The purpose of this requirement is to ensure that each death sentence handed down in Florida results from a thoughtful, deliberate, and knowledgeable weighing by the trial judge of all aggravating and mitigating circumstances surrounding both the criminal and the crime, as dictated by the United States Supreme Court and our own state constitution.
Pursuant to this statute, this Court ruled in Grossman v. State, 525 So.2d 833, 841 (Fla. 1988), cert. denied, 489 U.S. 1071, 109 S.Ct. 1354, 103 L.Ed.2d 822 (1989) that "we consider it desirable to establish a procedural rule that all written orders imposing a death sentence be prepared prior to the oral pronouncement of sentence for filing concurrent with the pronouncement... . [E]ffective thirty days after this decision becomes final, we so order." Id. The purpose of this contemporaneity requirement is to implement the intent of the Legislature to ensure that written reasons are not merely an after-the-fact rationalization for a hasty, visceral, or mistakenly reasoned initial decision imposing death. We subsequently held in Stewart v. State, 549 So.2d 171, 176 (Fla. 1989), cert. denied, 497 U.S. 1032, 110 S.Ct. 3294, 111 L.Ed.2d 802 (1990), that "[s]hould a trial court fail to provide timely written findings in a sentencing proceeding taking place after [the effective date of the rule announced] in Grossman, we are compelled to remand for imposition of a life sentence."

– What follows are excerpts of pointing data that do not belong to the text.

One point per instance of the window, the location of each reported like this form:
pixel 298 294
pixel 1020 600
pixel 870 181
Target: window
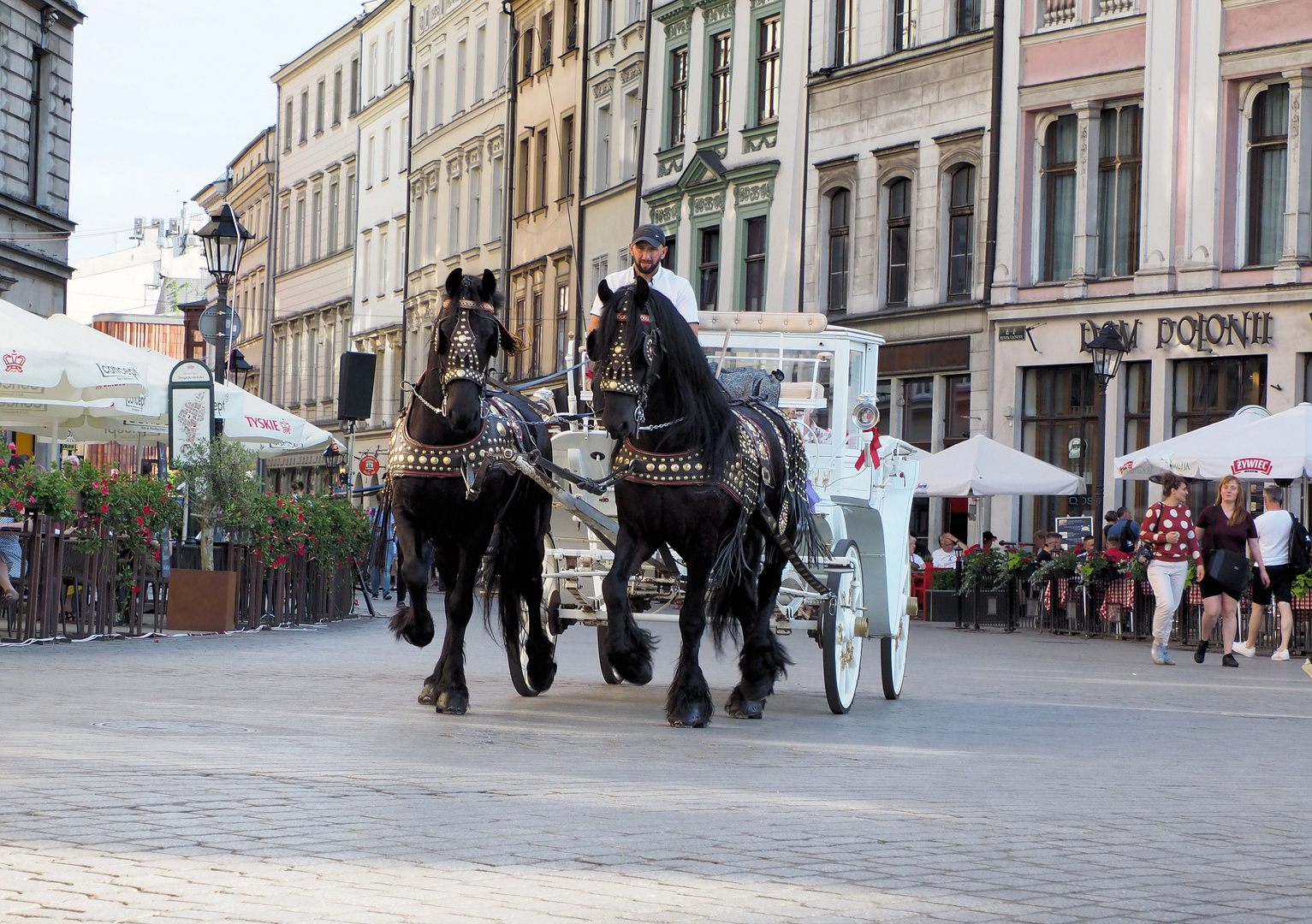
pixel 905 24
pixel 1119 151
pixel 480 47
pixel 842 33
pixel 899 241
pixel 677 96
pixel 960 231
pixel 334 204
pixel 719 122
pixel 336 98
pixel 753 264
pixel 1058 406
pixel 917 400
pixel 768 71
pixel 544 31
pixel 709 269
pixel 300 231
pixel 957 409
pixel 542 168
pixel 840 226
pixel 603 167
pixel 1267 145
pixel 1056 201
pixel 521 206
pixel 354 86
pixel 967 16
pixel 561 323
pixel 317 210
pixel 1208 391
pixel 536 361
pixel 567 157
pixel 438 89
pixel 423 98
pixel 1137 388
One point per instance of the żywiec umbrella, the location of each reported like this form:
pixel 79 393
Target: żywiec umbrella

Because the present sentencing proceeding took place more than thirty days after Grossman became final and the trial judge failed to issue contemporaneous written reasons supporting the death sentence, we are bound to vacate Hernandez's death penalty and remand for imposition of a life sentence. See Christopher v. State, 583 So.2d 642 (Fla. 1991) (death sentence vacated and life imprisonment ordered where written reasons given two weeks after oral pronouncement). We note that at the time of the present sentencing, Grossman had been final for a year and one-half and Stewart had been issued many months earlier.

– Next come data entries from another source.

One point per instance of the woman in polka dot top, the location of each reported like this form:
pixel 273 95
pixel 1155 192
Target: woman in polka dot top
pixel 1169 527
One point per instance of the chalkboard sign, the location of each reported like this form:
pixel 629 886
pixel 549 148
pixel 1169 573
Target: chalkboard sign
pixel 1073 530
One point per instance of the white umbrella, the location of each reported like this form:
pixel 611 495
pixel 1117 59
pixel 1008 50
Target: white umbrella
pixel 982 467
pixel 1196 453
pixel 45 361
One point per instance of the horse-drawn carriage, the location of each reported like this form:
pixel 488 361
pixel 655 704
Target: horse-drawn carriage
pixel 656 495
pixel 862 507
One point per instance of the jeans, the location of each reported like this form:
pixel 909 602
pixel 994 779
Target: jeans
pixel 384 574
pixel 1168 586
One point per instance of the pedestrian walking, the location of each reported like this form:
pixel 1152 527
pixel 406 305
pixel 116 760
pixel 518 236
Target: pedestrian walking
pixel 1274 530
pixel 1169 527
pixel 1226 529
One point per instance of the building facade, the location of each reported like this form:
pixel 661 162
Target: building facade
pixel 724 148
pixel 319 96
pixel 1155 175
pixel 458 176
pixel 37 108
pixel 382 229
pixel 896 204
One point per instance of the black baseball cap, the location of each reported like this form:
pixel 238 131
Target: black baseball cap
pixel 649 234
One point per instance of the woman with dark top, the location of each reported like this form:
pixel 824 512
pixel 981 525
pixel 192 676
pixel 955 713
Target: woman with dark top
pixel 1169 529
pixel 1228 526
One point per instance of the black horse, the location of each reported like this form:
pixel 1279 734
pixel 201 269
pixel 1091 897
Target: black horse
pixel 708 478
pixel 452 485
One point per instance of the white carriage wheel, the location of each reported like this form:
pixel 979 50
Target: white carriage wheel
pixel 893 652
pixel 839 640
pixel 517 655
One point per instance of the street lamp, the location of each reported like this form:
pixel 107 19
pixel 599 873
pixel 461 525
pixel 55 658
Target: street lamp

Based on the foregoing, we affirm Hernandez's convictions and sentences with the exception of the death sentence and three three-year mandatory minimum terms, which we vacate. We remand for imposition of life imprisonment without possibility of parole for twenty-five years on the first-degree murder conviction.
It is so ordered.
BARKETT, C.J., and OVERTON, McDONALD, SHAW, GRIMES, KOGAN and HARDING, JJ., concur.